Les critères de convergence restent les mêmes. La Guinée, actuellement, respecte trois critères de premier rang sur quatre : le critère de réserve de change, le critère de déficit budgétaire et le critère d’endettement du Trésor auprès de la Banque centrale. Il nous reste pour l’instant le critère d’inflation à un chiffre que nous espérons atteindre à l’horizon 2014. Je dois vous dire qu’en matière d’inflation, on était arrivé à 21% à la fin de l’année 2010, pour connaître un pic de 23% vers Mars-Avril 2011, en raison du fait qu’on n’avait pas réuni à annihiler tous les effets pervers des injonctions de liquidité de l’année 2010. Mais depuis, il y a eu une inversion de tendance qui se poursuit jusqu’à aujourd’hui.

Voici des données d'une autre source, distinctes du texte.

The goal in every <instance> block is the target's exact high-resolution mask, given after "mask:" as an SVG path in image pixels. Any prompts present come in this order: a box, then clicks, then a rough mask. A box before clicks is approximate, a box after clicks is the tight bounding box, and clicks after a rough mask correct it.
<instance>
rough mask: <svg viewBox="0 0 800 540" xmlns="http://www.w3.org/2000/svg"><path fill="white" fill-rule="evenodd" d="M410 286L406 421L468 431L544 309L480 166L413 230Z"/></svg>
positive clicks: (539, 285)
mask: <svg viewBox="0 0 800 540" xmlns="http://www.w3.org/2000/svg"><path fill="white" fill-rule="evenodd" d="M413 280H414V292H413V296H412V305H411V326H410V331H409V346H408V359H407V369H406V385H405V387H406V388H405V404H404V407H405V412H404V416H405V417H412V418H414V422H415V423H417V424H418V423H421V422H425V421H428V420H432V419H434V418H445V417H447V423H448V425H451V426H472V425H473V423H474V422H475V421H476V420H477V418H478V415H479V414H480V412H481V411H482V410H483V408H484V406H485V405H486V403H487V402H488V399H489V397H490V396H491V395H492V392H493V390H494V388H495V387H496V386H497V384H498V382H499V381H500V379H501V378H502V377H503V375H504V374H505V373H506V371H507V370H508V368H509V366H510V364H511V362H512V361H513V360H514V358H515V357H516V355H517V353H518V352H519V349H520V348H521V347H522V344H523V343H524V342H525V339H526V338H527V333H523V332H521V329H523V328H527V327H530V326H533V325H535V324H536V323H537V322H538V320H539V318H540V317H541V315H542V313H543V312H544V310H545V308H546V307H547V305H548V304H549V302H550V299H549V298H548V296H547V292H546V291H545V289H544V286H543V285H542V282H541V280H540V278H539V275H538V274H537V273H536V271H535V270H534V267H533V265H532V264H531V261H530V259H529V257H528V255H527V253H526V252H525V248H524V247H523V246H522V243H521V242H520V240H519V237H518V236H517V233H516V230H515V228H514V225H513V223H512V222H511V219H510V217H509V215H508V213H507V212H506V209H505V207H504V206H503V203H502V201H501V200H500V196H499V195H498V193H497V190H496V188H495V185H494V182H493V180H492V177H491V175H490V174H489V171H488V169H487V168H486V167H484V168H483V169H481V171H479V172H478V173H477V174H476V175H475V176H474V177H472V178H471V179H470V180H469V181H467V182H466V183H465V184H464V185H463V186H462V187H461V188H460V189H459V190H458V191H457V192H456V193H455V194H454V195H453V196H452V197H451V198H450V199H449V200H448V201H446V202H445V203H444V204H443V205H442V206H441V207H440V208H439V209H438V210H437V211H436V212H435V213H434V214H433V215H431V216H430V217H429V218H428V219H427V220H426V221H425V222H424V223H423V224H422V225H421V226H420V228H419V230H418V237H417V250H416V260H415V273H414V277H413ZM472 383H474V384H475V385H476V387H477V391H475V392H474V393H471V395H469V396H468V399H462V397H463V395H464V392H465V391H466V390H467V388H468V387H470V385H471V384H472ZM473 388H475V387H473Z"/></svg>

Jusqu’à fin Août, le taux d’inflation était autour de 14,3%, pour un objectif initial de 15% pour la fin de l’année, mais que nous avons révisé récemment pour le fixer à 12,8. Donc, nous pensons qu’avec les mesures mises en œuvre, que ce critère là aussi sera atteint en 2014.

Un dernier mot pour terminer …

Pour conclure, je dirais que la Guinée est sur la bonne voie dans le redressement de son économie. Toutes les mesures prises depuis deux ans vont dans le sens de la crédibilisation du pays. On a atteint un résultat important : le point d’achèvement de l’iniative PPTE. Le pays est désormais plus crédible. La dette est allégée. Les conditions sont réunies pour que de nouveaux financements arrivent et que la confiance ainsi créée pour que les investisseurs puissent puisse permettre le démarrage du secteur privé, qui est en fait le moteur du développement. C’est le secteur privé qui créera les activités, les emplois, les revenus. Les taxes provenant de ces revenus, l’enrichissement des entreprises, des ménages vont entraîner l’enrichissement de l’Etat et, don, l’enrichissement général du pays. C’est ce que nous souhaitons. Et nous pensons que chacun doit avoir foi dans cette dynamique et apporter sa pierre à l’édification à la construction de cet édifice.